MALTA BEND, Mo. — A group of excavators has found the 175-year-old sunken steamboat Malta, the namesake of the rural city of Malta Bend.

The Columbia Missourian reports that a white outline, 140 feet long and 22 feet wide, marks the area where the steamboat Malta is buried.

David Hawley, the leader of the steamboat recovery process, has been searching for steamboat wrecks up and down the Missouri River for more than 30 years. He has found 11 and dug up two.

The steamboat Malta sank in the Missouri River in 1841 on its way to Council Bluffs, Iowa.

Hawley says that a sample of earth in February showed black and red wool and window glass. He added that more samples need to be taken to accurately determine what the steamboat holds.

"If we find beads or pipes, we're off to the races," he said.

He said he'd like to combine whatever artifacts the team finds with those at the Arabia Steamboat Museum, a collection that resulted from his discovery of the steamboat Arabia near Kansas City in 1987.

"It could be the museum of the great American steamboat," Hawley said.
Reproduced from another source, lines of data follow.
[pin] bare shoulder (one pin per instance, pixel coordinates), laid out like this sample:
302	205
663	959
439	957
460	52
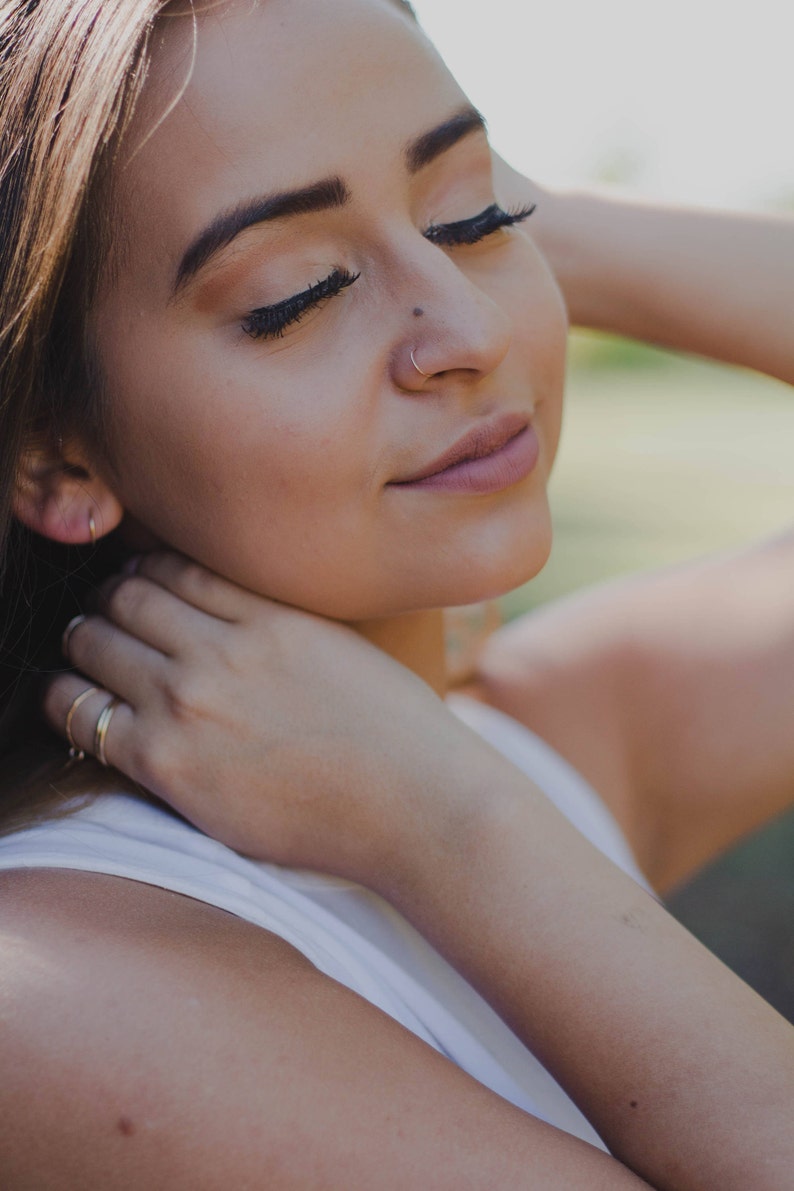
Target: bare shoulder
154	1041
671	692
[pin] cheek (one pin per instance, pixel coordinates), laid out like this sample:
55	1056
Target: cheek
267	485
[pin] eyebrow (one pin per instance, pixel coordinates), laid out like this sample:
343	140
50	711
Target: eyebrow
432	144
325	195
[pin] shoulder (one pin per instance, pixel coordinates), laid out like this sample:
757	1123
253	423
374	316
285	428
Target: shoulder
150	1040
636	681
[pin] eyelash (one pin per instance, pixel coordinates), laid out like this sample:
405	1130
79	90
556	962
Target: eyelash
272	322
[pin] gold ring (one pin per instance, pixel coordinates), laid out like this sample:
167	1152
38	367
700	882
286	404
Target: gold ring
75	753
102	724
67	633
Hawley said he compared maps of the Malta Bend area over time before he started looking himself. With a present day map, he drew a grid to track miles of walking with a metal detector.

"It's like mowing a lawn, you go back and forth," Hawley said. "When you get your lawn cut, you can see where you've been before."
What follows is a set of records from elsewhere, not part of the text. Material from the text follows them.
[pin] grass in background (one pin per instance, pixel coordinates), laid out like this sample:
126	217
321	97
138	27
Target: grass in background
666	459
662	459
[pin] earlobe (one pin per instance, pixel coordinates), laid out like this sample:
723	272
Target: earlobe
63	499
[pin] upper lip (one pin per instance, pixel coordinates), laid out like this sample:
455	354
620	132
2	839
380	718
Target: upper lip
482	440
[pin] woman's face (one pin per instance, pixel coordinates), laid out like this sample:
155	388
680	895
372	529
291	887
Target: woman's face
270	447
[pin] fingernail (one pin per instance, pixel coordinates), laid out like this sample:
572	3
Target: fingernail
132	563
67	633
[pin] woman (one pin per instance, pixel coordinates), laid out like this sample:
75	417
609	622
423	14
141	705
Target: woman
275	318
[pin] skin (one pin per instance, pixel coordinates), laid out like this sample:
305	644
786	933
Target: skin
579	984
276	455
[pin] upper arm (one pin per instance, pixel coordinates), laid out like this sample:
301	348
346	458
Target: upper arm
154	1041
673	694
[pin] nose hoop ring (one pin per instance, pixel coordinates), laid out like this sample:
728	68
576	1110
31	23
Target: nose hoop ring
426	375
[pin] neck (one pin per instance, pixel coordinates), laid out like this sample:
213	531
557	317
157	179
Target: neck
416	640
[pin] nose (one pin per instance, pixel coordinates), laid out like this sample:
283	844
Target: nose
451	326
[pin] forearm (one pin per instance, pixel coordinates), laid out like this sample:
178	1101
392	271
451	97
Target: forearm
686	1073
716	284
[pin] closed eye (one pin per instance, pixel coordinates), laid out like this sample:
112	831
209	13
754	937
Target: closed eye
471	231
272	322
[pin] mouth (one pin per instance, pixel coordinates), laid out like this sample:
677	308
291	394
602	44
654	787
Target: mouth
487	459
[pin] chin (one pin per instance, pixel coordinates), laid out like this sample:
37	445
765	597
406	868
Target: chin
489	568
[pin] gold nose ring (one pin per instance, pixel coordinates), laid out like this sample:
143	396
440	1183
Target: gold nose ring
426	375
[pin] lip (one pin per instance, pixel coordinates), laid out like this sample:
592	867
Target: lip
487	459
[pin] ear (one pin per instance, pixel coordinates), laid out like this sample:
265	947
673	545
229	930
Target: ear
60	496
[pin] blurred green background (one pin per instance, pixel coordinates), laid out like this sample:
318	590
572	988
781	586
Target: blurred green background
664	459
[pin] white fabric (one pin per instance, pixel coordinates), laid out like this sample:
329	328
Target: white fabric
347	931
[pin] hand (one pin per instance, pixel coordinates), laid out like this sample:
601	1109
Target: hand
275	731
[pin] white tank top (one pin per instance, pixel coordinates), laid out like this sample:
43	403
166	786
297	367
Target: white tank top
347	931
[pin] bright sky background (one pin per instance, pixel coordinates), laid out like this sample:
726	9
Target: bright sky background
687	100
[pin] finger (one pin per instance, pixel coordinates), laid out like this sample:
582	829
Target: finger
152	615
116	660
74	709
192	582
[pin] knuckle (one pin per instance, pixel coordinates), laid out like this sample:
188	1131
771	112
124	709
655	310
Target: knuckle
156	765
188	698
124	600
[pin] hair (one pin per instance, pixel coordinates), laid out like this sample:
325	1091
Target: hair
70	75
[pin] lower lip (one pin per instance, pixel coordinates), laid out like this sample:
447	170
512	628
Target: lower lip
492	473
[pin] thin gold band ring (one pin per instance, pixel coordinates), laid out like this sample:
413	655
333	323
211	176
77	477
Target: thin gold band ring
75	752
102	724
Hawley said that is the Malta is excavated, it'll be in the winter because cold air preserves artifacts better than warm air.

But Hawley doesn't do all the work on his own. He has teamed up with archaeologists and construction companies since the beginning of the project.

"It's like the end of a movie where you have all the credits," Hawley said. "We're bringing in good people to the project."